Whatever your profession or chosen career may be, ultimately your aim is to grow through the ranks and reach the top as soon as you can, but with all the back-stabbing, competition, cost cutting and downsizing happening in the employment world, the odds look realistically slim.
However, that does not downplay the fact that one must rise through the ranks because we all want better pay, perks and all the other privileges that come with holding senior positions in the organisations we work for. James Opio, an HR consultant, says some of the common obstacles to getting to the top include an introverted personality, doing the bare minimum at work, having no mentors, a poor relationship with your boss to mention but a few.
One of the best ways to stand out is to identify problems others do not see within your organisations and offer innovative solutions to solve them. He adds that: “There are those problems that organisations grapple with for a long time with no one wanting to solve them due to the complexity or the fact that there seems to be no great reward attached to solving them. These are the ones you should tackle in order to separate yourself from the crowd.”
Get a ‘sponsor’
There are many projects in organisations at any given time, but you have to find a way of being assigned to important and visible projects within your organisation. HR consultant Opio says: “This is usually someone who is not only an adviser, but willing to recommend you and second you, if any opportunity comes up.”
As the world moves towards more specialisation, you need to find a way of going deeper into your specialty at the work place. This will empower you to be able to give the company more as you specialise. Opio adds that most people think strategic thinking in organisation is for departmental heads and executive committee members, but you can start thinking at that level too before you get there.
“This will mean you make better decisions as you think broadly and chances are high you will put in a better performance and stand out as a result.”

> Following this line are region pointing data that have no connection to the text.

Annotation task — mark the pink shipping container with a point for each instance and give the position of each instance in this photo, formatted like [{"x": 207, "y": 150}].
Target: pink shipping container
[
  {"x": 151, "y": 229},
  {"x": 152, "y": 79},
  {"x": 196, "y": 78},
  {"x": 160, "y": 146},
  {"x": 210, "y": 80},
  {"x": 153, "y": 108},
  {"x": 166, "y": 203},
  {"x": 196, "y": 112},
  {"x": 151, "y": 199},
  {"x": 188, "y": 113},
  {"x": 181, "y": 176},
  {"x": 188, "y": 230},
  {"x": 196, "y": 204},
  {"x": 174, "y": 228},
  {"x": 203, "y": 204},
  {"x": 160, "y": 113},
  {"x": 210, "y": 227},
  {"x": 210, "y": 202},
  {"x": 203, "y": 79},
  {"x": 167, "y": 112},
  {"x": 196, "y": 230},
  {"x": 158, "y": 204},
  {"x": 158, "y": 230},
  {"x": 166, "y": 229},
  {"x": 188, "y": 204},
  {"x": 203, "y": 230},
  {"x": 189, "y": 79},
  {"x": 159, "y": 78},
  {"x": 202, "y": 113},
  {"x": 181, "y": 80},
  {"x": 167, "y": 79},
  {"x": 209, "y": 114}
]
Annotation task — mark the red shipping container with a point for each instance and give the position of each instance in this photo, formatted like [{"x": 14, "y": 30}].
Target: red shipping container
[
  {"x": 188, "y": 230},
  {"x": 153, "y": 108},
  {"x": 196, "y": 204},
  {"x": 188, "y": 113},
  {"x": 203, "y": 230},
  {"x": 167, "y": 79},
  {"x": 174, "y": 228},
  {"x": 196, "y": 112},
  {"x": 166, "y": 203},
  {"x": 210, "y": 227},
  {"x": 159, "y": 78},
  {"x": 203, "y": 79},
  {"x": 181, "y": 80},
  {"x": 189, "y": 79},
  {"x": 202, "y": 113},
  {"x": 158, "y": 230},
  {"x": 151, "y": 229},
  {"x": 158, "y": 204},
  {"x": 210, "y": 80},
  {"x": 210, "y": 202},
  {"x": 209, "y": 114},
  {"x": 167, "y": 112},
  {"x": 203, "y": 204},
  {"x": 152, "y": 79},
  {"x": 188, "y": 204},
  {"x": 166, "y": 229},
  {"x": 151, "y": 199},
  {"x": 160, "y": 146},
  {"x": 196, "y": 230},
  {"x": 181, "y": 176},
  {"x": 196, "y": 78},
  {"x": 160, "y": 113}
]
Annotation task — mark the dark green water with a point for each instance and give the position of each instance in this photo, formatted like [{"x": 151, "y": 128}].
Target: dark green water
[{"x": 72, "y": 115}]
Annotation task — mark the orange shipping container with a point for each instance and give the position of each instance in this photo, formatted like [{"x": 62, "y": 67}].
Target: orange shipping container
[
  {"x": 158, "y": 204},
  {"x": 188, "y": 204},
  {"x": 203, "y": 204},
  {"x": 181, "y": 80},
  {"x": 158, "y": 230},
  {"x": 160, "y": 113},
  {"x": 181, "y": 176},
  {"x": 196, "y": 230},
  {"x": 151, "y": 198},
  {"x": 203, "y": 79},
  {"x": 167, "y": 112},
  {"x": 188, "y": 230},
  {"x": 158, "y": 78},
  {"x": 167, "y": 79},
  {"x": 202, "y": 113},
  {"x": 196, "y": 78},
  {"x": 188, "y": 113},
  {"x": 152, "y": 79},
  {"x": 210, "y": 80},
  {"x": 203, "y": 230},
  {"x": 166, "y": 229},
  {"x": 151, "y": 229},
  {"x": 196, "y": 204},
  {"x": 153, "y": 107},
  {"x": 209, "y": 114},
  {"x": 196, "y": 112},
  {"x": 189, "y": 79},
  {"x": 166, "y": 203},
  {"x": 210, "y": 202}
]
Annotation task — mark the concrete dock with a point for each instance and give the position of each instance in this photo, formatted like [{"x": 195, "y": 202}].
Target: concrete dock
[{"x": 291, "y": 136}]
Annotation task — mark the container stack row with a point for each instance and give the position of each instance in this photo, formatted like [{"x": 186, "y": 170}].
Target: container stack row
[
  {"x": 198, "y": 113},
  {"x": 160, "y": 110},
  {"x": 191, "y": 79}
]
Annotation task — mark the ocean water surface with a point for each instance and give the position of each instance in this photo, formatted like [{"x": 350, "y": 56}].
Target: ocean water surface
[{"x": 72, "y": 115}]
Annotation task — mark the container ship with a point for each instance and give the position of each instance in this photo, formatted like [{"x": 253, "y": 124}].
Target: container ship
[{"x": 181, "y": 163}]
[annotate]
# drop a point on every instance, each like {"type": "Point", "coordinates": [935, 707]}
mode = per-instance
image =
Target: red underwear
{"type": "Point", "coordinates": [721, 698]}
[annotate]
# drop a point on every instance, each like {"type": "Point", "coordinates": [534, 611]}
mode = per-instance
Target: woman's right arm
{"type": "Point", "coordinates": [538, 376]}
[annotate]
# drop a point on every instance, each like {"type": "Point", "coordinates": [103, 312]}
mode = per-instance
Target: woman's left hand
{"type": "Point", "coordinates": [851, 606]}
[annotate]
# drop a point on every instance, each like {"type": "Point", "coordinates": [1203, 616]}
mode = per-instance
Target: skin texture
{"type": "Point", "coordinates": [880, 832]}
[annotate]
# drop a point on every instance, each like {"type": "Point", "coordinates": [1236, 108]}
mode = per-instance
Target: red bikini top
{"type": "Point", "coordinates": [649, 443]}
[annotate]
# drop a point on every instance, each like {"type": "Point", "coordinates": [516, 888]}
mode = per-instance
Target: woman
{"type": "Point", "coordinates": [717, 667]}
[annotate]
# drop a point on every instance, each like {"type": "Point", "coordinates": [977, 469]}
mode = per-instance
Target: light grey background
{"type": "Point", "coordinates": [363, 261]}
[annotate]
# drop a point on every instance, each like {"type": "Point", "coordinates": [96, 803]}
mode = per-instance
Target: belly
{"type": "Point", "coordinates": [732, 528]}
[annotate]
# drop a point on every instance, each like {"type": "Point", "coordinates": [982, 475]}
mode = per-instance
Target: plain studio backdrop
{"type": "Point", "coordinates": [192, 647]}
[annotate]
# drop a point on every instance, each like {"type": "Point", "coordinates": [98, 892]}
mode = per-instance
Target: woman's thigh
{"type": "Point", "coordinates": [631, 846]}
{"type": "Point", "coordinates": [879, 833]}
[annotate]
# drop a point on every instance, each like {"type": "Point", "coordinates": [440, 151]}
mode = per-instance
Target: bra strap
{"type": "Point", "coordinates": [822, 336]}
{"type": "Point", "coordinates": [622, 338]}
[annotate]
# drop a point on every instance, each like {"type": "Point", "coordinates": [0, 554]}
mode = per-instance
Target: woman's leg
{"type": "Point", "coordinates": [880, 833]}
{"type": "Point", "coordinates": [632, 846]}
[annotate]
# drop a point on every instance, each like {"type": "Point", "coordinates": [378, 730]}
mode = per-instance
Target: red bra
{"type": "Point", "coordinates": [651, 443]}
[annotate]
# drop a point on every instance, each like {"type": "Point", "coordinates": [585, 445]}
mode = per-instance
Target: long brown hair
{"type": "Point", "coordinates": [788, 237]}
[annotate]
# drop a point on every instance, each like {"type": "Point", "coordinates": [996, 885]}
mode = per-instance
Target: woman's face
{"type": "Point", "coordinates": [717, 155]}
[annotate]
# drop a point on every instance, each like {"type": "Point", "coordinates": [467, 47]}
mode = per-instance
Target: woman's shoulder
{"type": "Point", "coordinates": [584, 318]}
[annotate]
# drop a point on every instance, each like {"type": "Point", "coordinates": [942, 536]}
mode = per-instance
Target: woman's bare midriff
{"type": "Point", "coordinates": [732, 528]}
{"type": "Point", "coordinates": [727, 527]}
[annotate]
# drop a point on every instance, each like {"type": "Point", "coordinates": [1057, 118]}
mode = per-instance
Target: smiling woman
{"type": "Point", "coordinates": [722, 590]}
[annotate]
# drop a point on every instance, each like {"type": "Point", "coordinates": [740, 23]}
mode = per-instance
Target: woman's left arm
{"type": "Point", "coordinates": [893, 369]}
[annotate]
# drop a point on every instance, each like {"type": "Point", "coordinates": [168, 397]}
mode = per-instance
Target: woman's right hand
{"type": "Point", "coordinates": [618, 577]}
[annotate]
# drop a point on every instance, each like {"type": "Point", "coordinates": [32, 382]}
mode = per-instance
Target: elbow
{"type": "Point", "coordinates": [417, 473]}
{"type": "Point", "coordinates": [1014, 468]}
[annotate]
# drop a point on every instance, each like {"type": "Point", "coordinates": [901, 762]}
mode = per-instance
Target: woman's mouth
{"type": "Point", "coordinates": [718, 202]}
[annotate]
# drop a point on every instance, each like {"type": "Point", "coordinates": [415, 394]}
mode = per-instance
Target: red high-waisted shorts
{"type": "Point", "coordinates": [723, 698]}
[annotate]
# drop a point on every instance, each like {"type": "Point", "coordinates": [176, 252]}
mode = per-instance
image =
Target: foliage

Many times, subordinates tend to keep a safe distance from their bosses, which can be detrimental if you are looking at ways of standing out at work. Joan Nakaye, a recruitment consultant, says it is wise to build a strong honest relationship with your boss. Nakaye points out that often times at the work place, activities come up that are beyond one’s usual job description and do not add or take anything away from you, but need to be done.
These may include co-ordinating a party, funeral, community activity involving the company among others and it is your opportunity to shine if you are looking at bigger things. There are a number of learning opportunities that often come up within organisations and most employees ignore them because they do not seem to have any direct and immediate benefit.
Take every opportunity to demonstrate your expertise in your field or any other critical part of the organisation’s business. This will also help you stand out from the crowd and get noticed and known for your expertise.
Appreciate others successes
Isaac Lukwago, a coach and workplace counsellor, says starting a mastermind group with peers in the organisation and beyond will also help you sharpen your skills, share experiences with fellow members and also stand out as the group’s leader. Lukwago says it is also good to grow your network of associates, friends and senior people in your field and organisation even beyond your work to equip you with better skills, experiences and put you in the know of many people who matter and can help your cause. He advises that it is important to appreciate and highlight the achievements of others as this portrays you not only as a good team player, but someone interested in the success of others too.